Name NLOperatorCompactBoundaries
Section Execution::Optimization
Type logical
Default no
(Experimental) When set to yes, for finite systems Octopus will
map boundary points for finite-differences operators to a few
memory locations. This increases performance, however it is
experimental and has not been thoroughly tested.
Name OperateAccel
Section Execution::Optimization
Type integer
Default map
This variable selects the subroutine used to apply non-local
operators over the grid when an accelerator device is used.
Options:
- invmap:
The standard implementation ported to OpenCL.
- map:
A different version, more suitable for GPUs.
Name OperateComplex
Section Execution::Optimization
Type integer
Default optimized
This variable selects the subroutine used to apply non-local
operators over the grid for complex functions.
Options:
- fortran:
The standard Fortran function.
- optimized:
This version is optimized using vector primitives (if available).
Name OperateComplexSingle
Section Execution::Optimization
Type integer
Default optimized
This variable selects the subroutine used to apply non-local
operators over the grid for single-precision complex functions.
Options:
- fortran:
The standard Fortran function.
- optimized:
This version is optimized using vector primitives (if available).
Name OperateDouble
Section Execution::Optimization
Type integer
Default optimized
This variable selects the subroutine used to apply non-local
operators over the grid for real functions.
Options:
- fortran:
The standard Fortran function.
- optimized:
This version is optimized using vector primitives (if available).
Name OperateSingle
Section Execution::Optimization
Type integer
Default optimized
This variable selects the subroutine used to apply non-local
operators over the grid for single-precision real functions.
Options:
- fortran:
The standard Fortran function.
- optimized:
This version is optimized using vector primitives (if available).
Name ProfilingAllNodes
Section Execution::Optimization
Type logical
Default no
This variable controls whether all nodes print the time
profiling output. If set to no, the default, only the root node
will write the profile. If set to yes, all nodes will print it.
Name ProfilingMode
Section Execution::Optimization
Type integer
Default no
Use this variable to run Octopus in profiling mode. In this mode
Octopus records the time spent in certain areas of the code and
the number of times this code is executed. These numbers
are written in ./profiling.NNN/profiling.nnn with nnn being the
node number (000 in serial) and NNN the number of processors.

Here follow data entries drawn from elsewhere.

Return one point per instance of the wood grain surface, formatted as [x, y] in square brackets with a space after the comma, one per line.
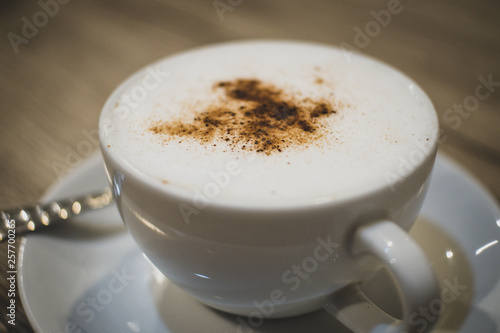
[56, 75]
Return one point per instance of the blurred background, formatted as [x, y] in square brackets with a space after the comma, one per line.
[61, 59]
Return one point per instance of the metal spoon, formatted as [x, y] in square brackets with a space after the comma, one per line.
[17, 221]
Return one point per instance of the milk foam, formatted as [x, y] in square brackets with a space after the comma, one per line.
[381, 119]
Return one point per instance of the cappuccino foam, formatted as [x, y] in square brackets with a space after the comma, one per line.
[269, 122]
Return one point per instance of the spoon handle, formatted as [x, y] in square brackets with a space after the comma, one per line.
[17, 221]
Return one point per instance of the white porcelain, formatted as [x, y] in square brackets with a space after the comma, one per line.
[268, 261]
[458, 229]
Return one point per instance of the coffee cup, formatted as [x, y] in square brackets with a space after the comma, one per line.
[271, 178]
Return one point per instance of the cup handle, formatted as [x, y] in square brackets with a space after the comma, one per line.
[410, 270]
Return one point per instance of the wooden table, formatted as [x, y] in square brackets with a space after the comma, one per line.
[60, 63]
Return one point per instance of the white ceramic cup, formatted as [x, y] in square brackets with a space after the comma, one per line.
[285, 260]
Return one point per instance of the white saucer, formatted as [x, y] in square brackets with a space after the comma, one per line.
[89, 276]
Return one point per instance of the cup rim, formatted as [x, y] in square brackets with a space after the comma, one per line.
[185, 194]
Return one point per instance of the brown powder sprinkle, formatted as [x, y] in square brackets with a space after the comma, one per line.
[252, 116]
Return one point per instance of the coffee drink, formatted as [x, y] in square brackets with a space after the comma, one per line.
[295, 122]
[265, 177]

This is mainly for development purposes. Note, however, that
Octopus should be compiled with –disable-debug to do proper
profiling. Warning: you may encounter strange results with OpenMP.
Options:
- no:
No profiling information is generated.
- prof_time:
Profile the time spent in defined profiling regions.
- prof_memory:
As well as the time, summary information on memory usage and the largest arrays are reported.
- prof_memory_full:
As well as the time and summary memory information, a
log is reported of every allocation and deallocation.
- likwid:
Enable instrumentation using LIKWID.
- prof_io:
Count the number of file open and close.
Name ProfilingOutputTree
Section Execution::Optimization
Type logical
Default yes
This variable controls whether the profiling output is additionally
written as a tree.
Name ProfilingOutputYAML
Section Execution::Optimization
Type logical
Default no
This variable controls whether the profiling output is additionally
written to a YAML file.
Name StatesBlockSize
Section Execution::Optimization
Type integer
Some routines work over blocks of eigenfunctions, which
generally improves performance at the expense of increased
memory consumption. This variable selects the size of the
blocks to be used. If GPUs are used, the default is 32;
otherwise it is 4.
Name StatesCLDeviceMemory
Section Execution::Optimization
Type float
Default -512
This variable selects the amount of OpenCL device memory that
will be used by Octopus to store the states.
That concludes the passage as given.